Now, by golly, they want their $115 billion. First, the scary language. The report calls the BCA levels “sequester” levels, because the nation already finds that word scarier than the agreed upon “caps.” Then comes the demand for more. Undersecretary Frank Kendall says “it is extremely unlikely that we will ask for less money than the president thinks he needs to defend the country.”
So the new report treats us all to a horrendous list of things they would now have to cut — some of them, surely, things they had been willing to forego with the original five-year plan. (They must be tearing their hair out in the comptroller’s office: first it’s out, then it’s in, now it’s less, then it’s more.)
The list of draconian impacts is a classic Washington Monument proposition: if we can’t have this additional money, says the Pentagon, we’ll lose a squadron of F-35s, seven Navy ships, be forced to eliminate our Predator and Reaper unmanned aerial vehicle fleets, and lose readiness by leaps and bounds.

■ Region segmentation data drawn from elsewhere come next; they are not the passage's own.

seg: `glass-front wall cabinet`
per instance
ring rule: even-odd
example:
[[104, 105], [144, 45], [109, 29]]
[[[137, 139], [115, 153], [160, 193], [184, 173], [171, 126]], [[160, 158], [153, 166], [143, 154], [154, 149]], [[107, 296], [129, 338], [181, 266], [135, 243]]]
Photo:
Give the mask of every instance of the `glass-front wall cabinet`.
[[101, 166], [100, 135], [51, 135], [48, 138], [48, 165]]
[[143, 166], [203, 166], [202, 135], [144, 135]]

But all planning and budgeting is about making choices. The Pentagon already made those decisions, carefully, in the BCA-level plan it did before the president gave them another $115 billion to play with. Even in the report, the choices are obvious. Lose all of the Predators and Reapers? Well, what if instead of trimming the F-35 by three planes a year, we trimmed them by five a year (leaving a healthy number still being bought), and used those funds to buy the Predators and Reapers after all?
The choices hidden are even more revealing. For many years, now, it has been clear that the Pentagon “back office” is way larger than it should be. But the DoD would rather cut training, exercises, and depot repairs for equipment (as the report warns), than tackle seriously the 1.8 million people who support 1.1 million on active duty. (That’s 800,000 civil servants, 700,000 services contractor personnel, and 340,000 in uniform performing civilian or commercial functions.) These folks are doing central administration, financial operations, personnel management, and other functions in the back office. It’s an important responsibility, to be sure, but these funds (called “Operations and Maintenance” money in Pentagon parlance), are enormously flexible and the infrastructure is way too big. A diet for the back office is the fiscal trade space for the Pentagon — the savings here would provide the funds for the forces and equipment they think they require. And yet the report scarcely mentions the back office. The point of the spear and the misleading confusion between “readiness” and administration are much more effective ways of scaring Congress into providing the additional funding.
The White House should never have given the Pentagon that magic money; doing so only encouraged DoD to walk through the looking glass and imagine that the defense budget might magically grow even more than it would under the BCA deal.
“Drink me” the money said. So the Pentagon once again ignored budget reality. And we have an unreal, political defense budget once again.